When they came up on me sitting there, Loren gave me a slight shove like he wanted to push me over the edge into the river. Of course, he was just clowning around. But it was enough to give my heart a flutter. The stream was a good forty feet down from the deck of the bridge, and the water probably wasn't more than four feet deep, so if you fell, you'd probably break your neck. Then Loren put his arm under my chin and held my head as he rubbed his knuckles into my scalp: a noogie. I endured it stoically until he stopped. Then they sat down next to me, Jane Ann on my left and Loren on my right. Each had a plastic pail half full of blackberries.
"Can I try some?" I said.
"No," Loren said. "Jane Ann's making jam for me."
"You can have some of mine," Jane Ann said.
"Don't give him any of yours either," Loren said.
"Here, just taste a couple," Jane Ann said.
"Hey, what'd I say?" Loren said. "Go pick your own."
"Okay, old Mr.
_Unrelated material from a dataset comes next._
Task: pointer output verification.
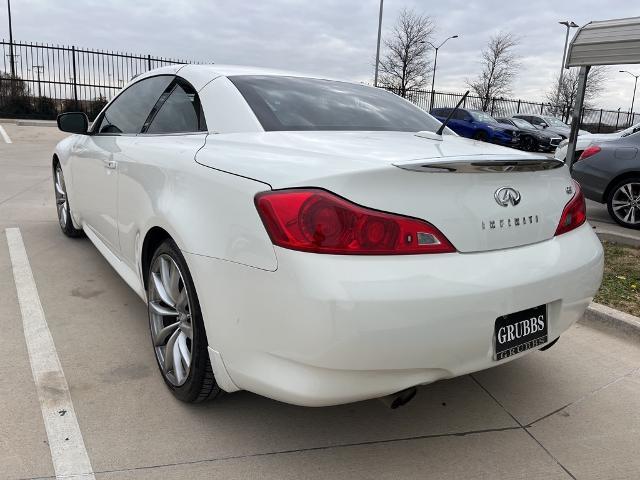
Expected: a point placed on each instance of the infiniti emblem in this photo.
(507, 195)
Cranky Puss," Jane Ann said.
"Fuck you," Loren said to her.
"Nice talk-"
"And fuck you too," Loren said to me.
"-for a man of the cloth."
"And fuck the cloth, as a matter of fact."
We sat there, the three of us in a row, watching the swallows and the fish and the caddis flies and the yellow irises blooming along a sandbank below. Jane Ann said they had seen a bear up the tracks. It ran away when it saw them.
"Did you ever eat bear?" Loren said.
"No. You?" I said.
"Sure."
"What's it like?"
"It's not like chicken," Loren said. "More like pork meets roadkill."
"Don't see much roadkill anymore."
"Amen to that," Jane Ann said.
"Except for us," Loren said. "We're history's roadkill."
We fell into silence for another while.
"Looks like somebody gave you a haircut," Jane Ann said eventually. "Your new houseguest? Or should I say roommate?"
I wondered if my discomfort was visible. I hastened to explain how the New Faithers had opened the barbershop on Main.
"What's next?" Jane Ann said, "a salon for us ladies?"
"I don't know," I said. "Maybe if they're really ambitious they'll get the railroad going again."
"Don't hold your breath on that one," Loren said. "Did you come out here to show us your haircut? It's darn fetching. Don't you think Robert looks fetching, dear?"
Jane Ann didn't go for the bait.
"We've got a problem," I said and explained how Wayne Karp and his boys had been prowling around the night before while everyone was over at Bullock's, and how I wanted Loren, in his capacity as constable, to go around and help me ascertain if people discovered anything stolen from their houses and barns."
"And what if they did steal stuff?"
"Then we'll have to do something about it," I said. "If you want me to find another constable, I'd understand."
"You don't think I have what it takes?" Loren said.
"You're a clergyman."
"So was Savonarola."
"I don't see you leading a crusade."
"He didn't lead a crusade. He cleaned up a town."
"I don't see us cleaning up Karptown," I said.
"Whatever it is you intend to do, don't you dare count me out of it," Loren said.
"My hero," Jane Ann said. "This gives me goose bumps."
For a moment, Loren looked like he wanted to throw Jane Ann off the bridge. I was beginning to worry what he was capable of, what he might do.